1. Introduction
Immune checkpoint inhibitors (ICIs) targeting programmed cell death-1 (PD-1), programmed cell death-ligand 1 (PD-L1), and cytotoxic T-lymphocyte-associated antigen 4 (CTLA-4) have revolutionized the prognosis of advanced renal cell carcinoma (RCC) [1,2,3]. The International Metastatic Renal Cell Carcinoma Database Consortium (IMDC) risk score based on the results of the CheckMate 214 trial recommends the combination of nivolumab and ipilimumab (NIVO + IPI) as standard therapy for patients with advanced RCC with intermediate and poor risk [4]. Despite its valuable clinical applications, the efficacy of NIVO + IPI for RCC varies widely across individual patients. Therefore, reliable predictors must be identified to improve the prognosis of patients with advanced RCC who receive NIVO + IPI as first-line therapy.

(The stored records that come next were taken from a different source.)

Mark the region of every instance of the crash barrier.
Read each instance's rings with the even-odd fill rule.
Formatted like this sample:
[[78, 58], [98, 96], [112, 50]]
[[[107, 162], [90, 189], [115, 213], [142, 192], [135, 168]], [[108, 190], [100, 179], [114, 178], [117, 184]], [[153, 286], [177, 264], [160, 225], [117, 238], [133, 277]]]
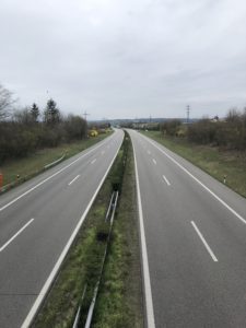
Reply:
[[[105, 263], [105, 260], [106, 260], [106, 257], [107, 257], [109, 242], [110, 242], [110, 238], [112, 238], [112, 229], [113, 229], [113, 223], [114, 223], [114, 219], [115, 219], [116, 207], [117, 207], [117, 203], [118, 203], [118, 196], [119, 196], [118, 191], [113, 192], [112, 198], [110, 198], [110, 202], [109, 202], [109, 206], [108, 206], [108, 210], [107, 210], [107, 213], [106, 213], [106, 216], [105, 216], [105, 221], [109, 223], [109, 232], [108, 232], [108, 236], [107, 236], [107, 244], [106, 244], [106, 249], [105, 249], [104, 257], [103, 257], [99, 278], [98, 278], [98, 280], [95, 284], [93, 298], [92, 298], [91, 305], [89, 307], [87, 317], [86, 317], [86, 321], [85, 321], [85, 326], [84, 326], [85, 328], [90, 328], [91, 324], [92, 324], [92, 318], [93, 318], [94, 307], [95, 307], [95, 303], [96, 303], [96, 297], [97, 297], [98, 290], [99, 290], [99, 284], [101, 284], [101, 281], [102, 281], [104, 263]], [[82, 306], [82, 302], [83, 302], [84, 296], [85, 296], [85, 292], [86, 292], [86, 286], [84, 288], [84, 291], [83, 291], [83, 294], [82, 294], [82, 301], [81, 301], [80, 306], [77, 311], [77, 315], [75, 315], [72, 328], [78, 328], [79, 327], [79, 321], [80, 321], [80, 316], [81, 316], [81, 306]]]

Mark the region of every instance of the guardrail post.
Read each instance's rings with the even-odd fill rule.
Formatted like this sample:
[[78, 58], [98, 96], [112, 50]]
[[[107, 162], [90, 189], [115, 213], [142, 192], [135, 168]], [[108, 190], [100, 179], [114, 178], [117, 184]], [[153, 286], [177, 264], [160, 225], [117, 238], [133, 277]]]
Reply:
[[0, 188], [3, 186], [3, 175], [0, 173]]

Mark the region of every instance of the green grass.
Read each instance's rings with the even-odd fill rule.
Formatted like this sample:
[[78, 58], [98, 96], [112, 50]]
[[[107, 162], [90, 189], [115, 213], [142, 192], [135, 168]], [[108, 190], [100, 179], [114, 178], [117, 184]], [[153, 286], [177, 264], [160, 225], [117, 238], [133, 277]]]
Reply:
[[47, 148], [37, 151], [36, 153], [19, 159], [7, 161], [0, 166], [0, 173], [3, 175], [3, 185], [19, 180], [26, 180], [36, 174], [44, 171], [44, 166], [60, 159], [66, 153], [66, 159], [69, 159], [86, 148], [103, 140], [108, 134], [99, 134], [86, 140], [77, 141], [73, 143], [65, 143], [57, 148]]
[[[96, 304], [94, 327], [143, 327], [133, 164], [131, 157], [130, 171], [127, 169], [124, 175], [122, 159], [126, 159], [124, 149], [125, 143], [33, 327], [71, 327], [86, 284], [80, 320], [80, 327], [84, 327], [106, 248], [106, 243], [98, 238], [98, 233], [108, 232], [109, 225], [104, 220], [113, 185], [119, 176], [124, 176], [124, 185], [106, 259], [106, 273], [103, 276], [99, 290], [98, 306]], [[104, 313], [105, 305], [107, 313]]]
[[142, 281], [132, 149], [95, 308], [94, 328], [143, 327]]
[[219, 181], [223, 183], [226, 176], [226, 185], [246, 197], [246, 153], [198, 145], [186, 139], [163, 137], [157, 131], [143, 133], [209, 173]]

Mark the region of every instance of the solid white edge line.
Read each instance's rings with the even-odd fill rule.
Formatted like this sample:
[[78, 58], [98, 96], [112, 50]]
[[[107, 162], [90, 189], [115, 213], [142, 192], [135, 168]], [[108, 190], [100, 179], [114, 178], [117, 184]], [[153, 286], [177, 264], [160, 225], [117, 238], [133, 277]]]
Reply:
[[[114, 136], [114, 134], [113, 134]], [[113, 138], [109, 137], [110, 139]], [[73, 161], [72, 163], [68, 164], [67, 166], [62, 167], [61, 169], [57, 171], [56, 173], [54, 173], [52, 175], [48, 176], [46, 179], [44, 179], [43, 181], [38, 183], [37, 185], [35, 185], [34, 187], [30, 188], [27, 191], [21, 194], [19, 197], [14, 198], [13, 200], [11, 200], [10, 202], [8, 202], [7, 204], [4, 204], [2, 208], [0, 208], [0, 212], [3, 211], [4, 209], [9, 208], [12, 203], [16, 202], [19, 199], [23, 198], [24, 196], [28, 195], [30, 192], [32, 192], [33, 190], [35, 190], [36, 188], [38, 188], [39, 186], [44, 185], [46, 181], [50, 180], [52, 177], [55, 177], [56, 175], [58, 175], [59, 173], [63, 172], [65, 169], [67, 169], [68, 167], [70, 167], [71, 165], [73, 165], [74, 163], [77, 163], [78, 161], [80, 161], [81, 159], [83, 159], [84, 156], [89, 155], [91, 152], [95, 151], [97, 148], [102, 147], [106, 141], [109, 140], [103, 140], [102, 144], [96, 145], [95, 148], [89, 150], [85, 154], [81, 155], [79, 159], [77, 159], [75, 161]]]
[[105, 180], [105, 178], [106, 178], [106, 176], [107, 176], [107, 174], [108, 174], [108, 172], [109, 172], [109, 169], [110, 169], [110, 167], [112, 167], [112, 165], [113, 165], [113, 163], [114, 163], [114, 161], [115, 161], [115, 159], [116, 159], [116, 156], [118, 154], [118, 151], [120, 149], [121, 143], [119, 144], [118, 150], [116, 151], [116, 154], [115, 154], [114, 159], [112, 160], [112, 162], [110, 162], [110, 164], [109, 164], [109, 166], [108, 166], [105, 175], [103, 176], [103, 178], [102, 178], [102, 180], [101, 180], [97, 189], [95, 190], [95, 194], [93, 195], [92, 199], [90, 200], [90, 202], [89, 202], [85, 211], [83, 212], [83, 214], [82, 214], [79, 223], [77, 224], [77, 226], [75, 226], [72, 235], [70, 236], [67, 245], [65, 246], [61, 255], [59, 256], [59, 258], [58, 258], [58, 260], [57, 260], [57, 262], [56, 262], [52, 271], [50, 272], [48, 279], [46, 280], [44, 286], [42, 288], [42, 290], [40, 290], [40, 292], [39, 292], [36, 301], [34, 302], [34, 304], [33, 304], [33, 306], [32, 306], [28, 315], [26, 316], [24, 323], [22, 324], [21, 328], [28, 328], [31, 326], [31, 324], [32, 324], [32, 321], [33, 321], [33, 319], [34, 319], [34, 317], [35, 317], [35, 315], [36, 315], [36, 313], [37, 313], [40, 304], [43, 303], [43, 301], [44, 301], [44, 298], [45, 298], [48, 290], [50, 289], [50, 285], [51, 285], [54, 279], [56, 278], [56, 276], [57, 276], [57, 273], [58, 273], [58, 271], [60, 269], [60, 266], [62, 265], [63, 259], [66, 258], [66, 256], [67, 256], [67, 254], [69, 251], [69, 248], [71, 247], [71, 245], [72, 245], [72, 243], [73, 243], [73, 241], [74, 241], [74, 238], [75, 238], [75, 236], [77, 236], [77, 234], [78, 234], [78, 232], [79, 232], [82, 223], [84, 222], [85, 216], [87, 215], [87, 212], [90, 211], [90, 209], [91, 209], [91, 207], [92, 207], [92, 204], [93, 204], [93, 202], [94, 202], [94, 200], [95, 200], [95, 198], [96, 198], [96, 196], [97, 196], [97, 194], [98, 194], [98, 191], [99, 191], [99, 189], [101, 189], [101, 187], [102, 187], [102, 185], [103, 185], [103, 183], [104, 183], [104, 180]]
[[179, 168], [181, 168], [186, 174], [188, 174], [195, 181], [197, 181], [202, 188], [204, 188], [210, 195], [212, 195], [220, 203], [222, 203], [231, 213], [233, 213], [237, 219], [239, 219], [244, 224], [246, 224], [246, 220], [238, 214], [233, 208], [231, 208], [224, 200], [222, 200], [216, 194], [214, 194], [209, 187], [202, 184], [196, 176], [194, 176], [187, 168], [185, 168], [181, 164], [179, 164], [176, 160], [174, 160], [171, 155], [168, 155], [164, 150], [157, 147], [154, 142], [145, 138], [151, 144], [153, 144], [157, 150], [160, 150], [166, 157], [168, 157], [173, 163], [175, 163]]
[[147, 241], [145, 241], [143, 213], [142, 213], [142, 201], [141, 201], [140, 186], [139, 186], [139, 173], [138, 173], [138, 165], [137, 165], [137, 157], [136, 157], [133, 142], [132, 142], [132, 148], [133, 148], [133, 154], [134, 154], [134, 171], [136, 171], [136, 183], [137, 183], [137, 194], [138, 194], [140, 239], [141, 239], [141, 250], [142, 250], [142, 268], [143, 268], [147, 321], [148, 321], [147, 326], [148, 326], [148, 328], [155, 328], [152, 291], [151, 291], [151, 282], [150, 282], [150, 269], [149, 269], [149, 261], [148, 261]]
[[22, 229], [20, 229], [16, 234], [14, 234], [1, 248], [0, 251], [2, 251], [7, 246], [9, 246], [32, 222], [34, 219], [31, 219]]
[[167, 178], [166, 178], [164, 175], [163, 175], [162, 177], [163, 177], [163, 179], [165, 180], [166, 185], [167, 185], [167, 186], [171, 186], [171, 183], [167, 180]]
[[214, 260], [214, 262], [218, 262], [218, 258], [215, 257], [214, 253], [210, 248], [209, 244], [206, 242], [204, 237], [202, 236], [201, 232], [197, 227], [196, 223], [194, 221], [190, 221], [190, 223], [192, 224], [195, 231], [197, 232], [198, 236], [200, 237], [201, 242], [203, 243], [203, 245], [204, 245], [206, 249], [208, 250], [209, 255], [211, 256], [211, 258]]
[[75, 176], [74, 179], [72, 179], [68, 185], [71, 186], [79, 177], [80, 177], [80, 174], [78, 174], [78, 176]]

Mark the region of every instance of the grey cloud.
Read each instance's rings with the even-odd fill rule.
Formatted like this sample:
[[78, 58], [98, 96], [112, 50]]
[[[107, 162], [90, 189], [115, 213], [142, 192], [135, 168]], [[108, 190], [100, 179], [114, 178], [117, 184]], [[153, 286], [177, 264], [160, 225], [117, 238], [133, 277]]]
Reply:
[[0, 82], [92, 119], [223, 116], [246, 104], [245, 16], [243, 0], [2, 0]]

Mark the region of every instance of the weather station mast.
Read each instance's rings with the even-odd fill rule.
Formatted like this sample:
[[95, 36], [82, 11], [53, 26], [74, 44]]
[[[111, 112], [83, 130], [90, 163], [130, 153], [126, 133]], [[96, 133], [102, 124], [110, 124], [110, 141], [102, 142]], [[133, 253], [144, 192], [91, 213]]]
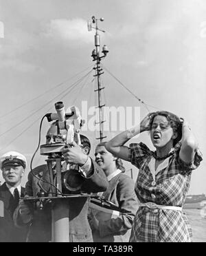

Immune-related adverse events (irAEs) after ICI administration are considered effective biomarkers that correlate with the efficacy of these agents [5,6,7,8]. In a previous study, we reported that skin immune-related adverse events may be effective biomarkers in patients with advanced RCC treated with NIVO + IPI [5]. However, the appearance of irAEs does not predict the efficacy of ICIs at the start of treatment. Therefore, biomarkers that can predict treatment efficacy prior to drug administration must be identified. Recently, biomarkers that reflect the effects of various ICIs, such as tumor cell PD-L1 expression, tumor mutational burden, neoantigen burden, polybromo-1 gene mutation, immune cell infiltration, and intestinal microbiota, have been investigated [9]. However, biomarkers for the efficacy of NIVO + IPI remain unexplored. Pretreatment absolute lymphocyte count (ALC) can be used to predict the therapeutic effect of PD-1 monotherapy in various cancers [10,11,12]. Lymphocytes reflect the host immune function, which determines the overall success of ICI treatment. However, the significance of ALC in NIVO + IPI combination therapy remains unelucidated.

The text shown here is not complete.